SYRE — Spyre Therapeutics, Inc.

Summary of Aeglea BioTherapeutics Q4 2018 Earnings Call

1. Key Financial Results and Metrics

• Net Loss: $14.9 million for Q4 2018, compared to a net loss of $6.5 million in Q4 2017.
• Loss Per Share: $0.62 in Q4 2018 versus $0.39 in Q4 2017.
• Grant Revenue: $1.5 million from a $19.8 million cancer research grant recognized over its duration.
• Cash Position: Pro forma cash of approximately $139 million as of December 31, 2018, following a $69 million financing in February 2019, expected to fund operations through the PEACE trial readout in Q1 2021.
• Operating Expenses: Increased R&D expenses to $11.8 million in Q4 2018 from $5.8 million in Q4 2017, reflecting investment in clinical programs.

2. Strategic Updates and Business Highlights

• Clinical Progress: Significant advancements in the clinical program for pegzilarginase, particularly in Arginase 1 Deficiency and oncology.
• Pipeline Development: Initiated IND-enabling studies for new programs targeting cystinuria and homocystinuria.
• PEACE Trial: The global pivotal Phase 3 trial for pegzilarginase in Arginase 1 Deficiency is set to begin in Q2 2019, with a focus on plasma arginine reduction as the primary endpoint.
• Oncology Trials: Completed enrollment in Phase 1 trials for pegzilarginase in solid tumors and initiated a Phase 2 trial in combination with KEYTRUDA for Small Cell Lung Cancer.

3. Forward Guidance and Outlook

• 2019 Expectations: Anticipated quarterly cash burn of $12 million to $15 million, with a higher burn of $15 million to $17 million expected in Q1 2019 due to ramping pipeline development.
• Clinical Milestones: Guidance for IND filings for homocystinuria in Q1 2020 and cystinuria in H2 2020.
• Data Releases: Expect top-line data from the Phase 1b combination trial in the first half of 2020.

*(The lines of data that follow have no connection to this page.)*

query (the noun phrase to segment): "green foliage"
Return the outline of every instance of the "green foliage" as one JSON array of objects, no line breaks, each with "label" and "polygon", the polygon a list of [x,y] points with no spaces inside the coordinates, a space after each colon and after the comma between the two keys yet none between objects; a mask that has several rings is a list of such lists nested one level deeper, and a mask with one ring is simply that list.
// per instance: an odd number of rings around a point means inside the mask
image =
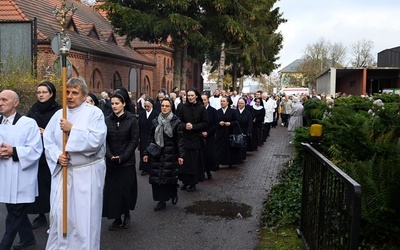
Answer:
[{"label": "green foliage", "polygon": [[261,230],[260,242],[256,250],[304,249],[302,240],[297,236],[296,225],[285,225],[279,228]]},{"label": "green foliage", "polygon": [[275,228],[300,221],[302,165],[288,166],[280,175],[280,184],[272,187],[264,202],[262,224]]},{"label": "green foliage", "polygon": [[[377,98],[386,101],[384,108],[372,108]],[[379,95],[339,98],[329,110],[315,103],[305,105],[307,119],[323,126],[322,154],[361,185],[364,246],[385,242],[400,246],[399,101],[395,95]],[[323,110],[329,116],[321,119]]]}]

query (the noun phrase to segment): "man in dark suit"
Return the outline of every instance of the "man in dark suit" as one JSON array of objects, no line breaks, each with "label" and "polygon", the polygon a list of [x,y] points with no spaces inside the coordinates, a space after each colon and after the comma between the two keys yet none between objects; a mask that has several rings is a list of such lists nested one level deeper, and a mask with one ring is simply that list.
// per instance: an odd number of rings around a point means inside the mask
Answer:
[{"label": "man in dark suit", "polygon": [[154,101],[150,98],[144,101],[144,110],[139,113],[139,150],[140,163],[139,170],[142,170],[141,175],[147,175],[150,169],[150,162],[143,162],[144,150],[148,145],[148,140],[151,131],[151,122],[157,118],[159,112],[153,108]]},{"label": "man in dark suit", "polygon": [[37,172],[43,146],[36,121],[21,116],[18,104],[14,91],[0,93],[0,202],[7,208],[0,250],[11,249],[17,233],[20,242],[14,249],[36,243],[27,208],[38,195]]}]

4. Bad News, Challenges, or Points of Concern

• Clinical Efficacy: No observed objective responses in the Small Cell Lung Cancer cohort during the Phase 1 trial raised questions about the efficacy of pegzilarginase in this indication.
• Market Competition: The competitive landscape for rare disease therapies remains challenging, with pricing pressures and regulatory scrutiny on drug costs.
• Patient Identification: While the company has identified over 170 patients with Arginase 1 Deficiency, the true prevalence remains uncertain, suggesting potential underrepresentation in the patient population.

5. Notable Q&A Insights

• Homocystinuria and Cystinuria Programs: Management expressed confidence in the early clinical proof of concept for both programs, with homocystinuria expected to show results early due to the established link between homocystine levels and disease control.
• Pricing Strategy: The pricing for pegzilarginase in Arginase 1 Deficiency will be influenced by both plasma arginine reduction and observed clinical benefits, with management emphasizing the transformative potential of the therapy.
• Regulatory Engagement: The company has received Rare Pediatric Disease designation, which could lead to a Pediatric Review Voucher upon approval, enhancing the potential market value of the product.

This summary encapsulates the key financial metrics, strategic initiatives, forward guidance, challenges faced, and insights from the Q&A session during Aeglea BioTherapeutics' Q4 2018 earnings call.